Zeus is the greatest god of Olympus, the god of thunder and the protector of the family. He appeared in mythology not only as an image associated with the Olympic Games, but also as a god who had many wives and mistresses. Zeus was revered in ancient Greece, and his cult is revived among the modern inhabitants of Crete – the island where, according to myths, the god of lightning and thunder was born. Lovers of ancient culture are interested in everything related to Zeus, including dishes associated with the gods.
Food of the gods
Greek cuisine is based on vegetables, fish and meat. Cooking is unthinkable without olive oil. Greece is a country where olive trees have been growing since prehistoric times, their fruits are certainly added to salads and appetizers.
Greeks live on the coast of four seas – the Mediterranean, the Aegean, the Cretan, and the Ionian. This explains the many simple but delicious seafood dishes in the national cuisine. In the time of the gods, fish was considered the destiny of the poor. The revered Greeks ate the meat of domestic animals – goats, and sheep. Animals could be sacrificed to the gods during a mass sacrifice, a hecatomb, by burning the bones and fat. The meat went to those who arranged the sacrifice. Among game, hares and deer were popular, and birds such as larks and sparrows. The ancient Greek people ate poultry such as chickens, geese, and ducks.
And yet the basis of ancient Greek cuisine was cereals – barley and wheat. The flour was used to bake simple cakes, which were topped with wine diluted with water. And the stiffer the flatbread was, the healthier it was considered for the body.
The wine was a cult drink of the ancient Greek people. They drank a lot of it but with a low alcohol content. The god Bacchus patronized wine-making and was worshipped in Greece no less than the other gods.
Cheeses in traditional Greek cuisine
Cheeses are considered the pride of the country; Greeks make them themselves mainly from sheep and goat milk. A popular type is feta. Manouri, graviera, and halloumi are often used in dishes. Cheeses are added to appetizers, used as a filling for traditional pies, they are sprinkled on baked fish.
Recipe for spanakopita, one of the popular Greek pies
- 500 g each of filo dough and spinach;
- 250 g feta or feta cheese;
- 1 bun each of dill, spring onion, and parsley;
- 100 g olive oil;
- Taste and season with salt and pepper.
You can make your own phyllo dough or buy ready-made at the store. It is a thin stretched dough, resembling puff pastry, but more delicate. To make 500 g of phyllo dough you will need:
- 375 g flour;
- 50 ml olive oil;
- ⅔ tbsp. salt;
- 1 tbsp. vinegar;
- 170 g of warm water
To make the filling, start by washing and chopping the spinach. Then, in a saucepan, saute the green onion in olive oil before adding the spinach, greens, salt, and pepper. Allow the mixture to cool slightly before adding the feta cheese and stirring until well combined.
To make the dough, sift the flour into a bowl and create a well in the center. Slowly pour in a mixture of warm water, vinegar, olive oil, and salt while kneading the dough for at least 20 minutes. If the dough stops sticking to your hands, place it on a table and knead for an additional 5 minutes. Cover with clingfilm and let rest for 30 minutes.

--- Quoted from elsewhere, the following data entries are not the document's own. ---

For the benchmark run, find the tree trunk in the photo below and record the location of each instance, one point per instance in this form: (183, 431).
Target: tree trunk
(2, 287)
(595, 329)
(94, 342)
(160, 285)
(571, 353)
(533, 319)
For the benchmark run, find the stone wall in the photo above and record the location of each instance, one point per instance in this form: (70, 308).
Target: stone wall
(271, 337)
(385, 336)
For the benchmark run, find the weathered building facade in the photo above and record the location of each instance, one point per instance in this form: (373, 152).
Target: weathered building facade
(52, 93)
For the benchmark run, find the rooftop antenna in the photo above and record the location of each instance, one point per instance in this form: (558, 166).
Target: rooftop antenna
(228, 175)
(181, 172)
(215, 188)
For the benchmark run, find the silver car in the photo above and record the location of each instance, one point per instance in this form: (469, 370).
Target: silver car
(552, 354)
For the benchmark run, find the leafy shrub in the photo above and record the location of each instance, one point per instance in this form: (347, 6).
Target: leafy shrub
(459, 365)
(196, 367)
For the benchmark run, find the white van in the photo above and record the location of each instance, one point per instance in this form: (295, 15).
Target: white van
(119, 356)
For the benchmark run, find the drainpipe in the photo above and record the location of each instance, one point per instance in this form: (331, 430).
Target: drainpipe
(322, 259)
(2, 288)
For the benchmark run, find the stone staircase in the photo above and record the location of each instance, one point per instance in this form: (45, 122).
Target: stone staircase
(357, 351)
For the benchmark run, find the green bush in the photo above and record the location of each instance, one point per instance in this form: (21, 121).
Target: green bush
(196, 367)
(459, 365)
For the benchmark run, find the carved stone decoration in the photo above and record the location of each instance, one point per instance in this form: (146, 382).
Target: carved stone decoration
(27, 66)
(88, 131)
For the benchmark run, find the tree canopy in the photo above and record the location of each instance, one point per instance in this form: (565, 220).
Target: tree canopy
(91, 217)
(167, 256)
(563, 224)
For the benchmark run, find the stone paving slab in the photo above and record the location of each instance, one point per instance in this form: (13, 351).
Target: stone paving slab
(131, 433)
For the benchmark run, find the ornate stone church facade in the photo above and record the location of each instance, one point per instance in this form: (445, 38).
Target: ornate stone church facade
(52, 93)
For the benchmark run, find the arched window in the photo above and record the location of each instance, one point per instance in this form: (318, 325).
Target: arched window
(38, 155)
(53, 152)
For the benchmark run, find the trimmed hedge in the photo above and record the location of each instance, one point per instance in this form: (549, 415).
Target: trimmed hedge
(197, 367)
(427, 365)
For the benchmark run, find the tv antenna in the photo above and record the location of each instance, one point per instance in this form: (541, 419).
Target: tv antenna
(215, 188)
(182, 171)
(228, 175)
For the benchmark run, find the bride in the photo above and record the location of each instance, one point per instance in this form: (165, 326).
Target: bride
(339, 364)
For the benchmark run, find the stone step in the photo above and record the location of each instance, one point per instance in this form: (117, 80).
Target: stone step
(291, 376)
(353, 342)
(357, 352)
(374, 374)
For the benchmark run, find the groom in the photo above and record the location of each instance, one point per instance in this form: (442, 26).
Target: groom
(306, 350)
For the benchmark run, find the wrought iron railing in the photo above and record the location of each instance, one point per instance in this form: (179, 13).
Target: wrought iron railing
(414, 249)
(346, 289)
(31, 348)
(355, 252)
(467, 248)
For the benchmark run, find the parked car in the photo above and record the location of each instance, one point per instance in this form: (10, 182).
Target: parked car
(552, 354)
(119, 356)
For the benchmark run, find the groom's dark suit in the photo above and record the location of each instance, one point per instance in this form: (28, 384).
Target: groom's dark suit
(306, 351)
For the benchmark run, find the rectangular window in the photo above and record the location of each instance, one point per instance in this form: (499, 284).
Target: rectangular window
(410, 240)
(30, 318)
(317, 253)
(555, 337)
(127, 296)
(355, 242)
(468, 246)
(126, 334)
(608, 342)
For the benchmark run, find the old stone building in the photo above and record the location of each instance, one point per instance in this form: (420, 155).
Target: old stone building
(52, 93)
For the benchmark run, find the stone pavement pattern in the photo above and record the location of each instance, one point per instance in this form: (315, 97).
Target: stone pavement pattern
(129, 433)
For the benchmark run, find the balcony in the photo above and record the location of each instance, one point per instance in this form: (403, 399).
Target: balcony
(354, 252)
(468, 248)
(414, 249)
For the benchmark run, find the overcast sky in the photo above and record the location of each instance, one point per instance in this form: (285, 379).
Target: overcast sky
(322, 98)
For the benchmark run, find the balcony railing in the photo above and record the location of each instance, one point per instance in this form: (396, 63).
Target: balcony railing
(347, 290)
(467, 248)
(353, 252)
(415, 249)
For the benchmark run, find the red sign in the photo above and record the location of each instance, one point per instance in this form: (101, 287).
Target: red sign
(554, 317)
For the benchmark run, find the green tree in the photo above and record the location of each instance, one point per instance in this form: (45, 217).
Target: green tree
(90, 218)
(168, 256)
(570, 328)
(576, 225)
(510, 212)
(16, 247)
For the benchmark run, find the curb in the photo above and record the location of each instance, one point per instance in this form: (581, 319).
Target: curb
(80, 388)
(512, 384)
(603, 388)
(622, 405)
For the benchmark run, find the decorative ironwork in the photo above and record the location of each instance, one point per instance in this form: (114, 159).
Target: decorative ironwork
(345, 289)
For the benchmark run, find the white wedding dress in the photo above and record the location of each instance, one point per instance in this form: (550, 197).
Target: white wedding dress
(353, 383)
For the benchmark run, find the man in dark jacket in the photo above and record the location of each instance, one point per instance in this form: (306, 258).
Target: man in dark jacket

Next, divide the dough into 6 portions and roll each portion into a thin sheet no thicker than 1 mm. To assemble the cake, place the first sheet on the bottom of a baking tray greased with olive oil. Oil the sheet and cover it with the second sheet, and then the third sheet, which has been previously sprinkled with olive oil. On top of the third sheet, add the filling, and cover it with three more sheets of dough, each one brushed with oil. Make incisions on top of the pie before baking in a preheated oven at 190 degrees for 45-60 minutes.
Moussaka is a classic Greek dish that comes in many variations. The traditional recipe includes eggplant, potatoes, tomatoes, minced meat, béchamel sauce, and parmesan cheese.
To prepare, simply slice the eggplant and potatoes into thin pieces, and layer them in a baking dish. Pour the béchamel sauce over the vegetables.
Next, fry some onions until they are golden and add minced meat. Layer this on top of the vegetables, followed by diced tomatoes. Pour the béchamel sauce over everything and top with grated parmesan cheese. Bake in the oven at 180 degrees Celsius for half an hour.
Dolmades, on the other hand, are made from rice, minced meat, and grape leaves. They are similar to Slavic stuffed cabbage rolls, but grape leaves are used instead.
To prepare the stuffing, mix boiled rice (100g for 0.5 kg of minced meat) with minced meat, fried onions, and a variety of herbs such as dill, parsley, basil, mint, and oregano (150g). Wrap the stuffing in pre-cooked grape leaves and place them in a saucepan with broth. Cook for about an hour.
While the dolmades are cooking, prepare the sauce by mixing unsweetened yogurt with finely chopped herbs and minced garlic.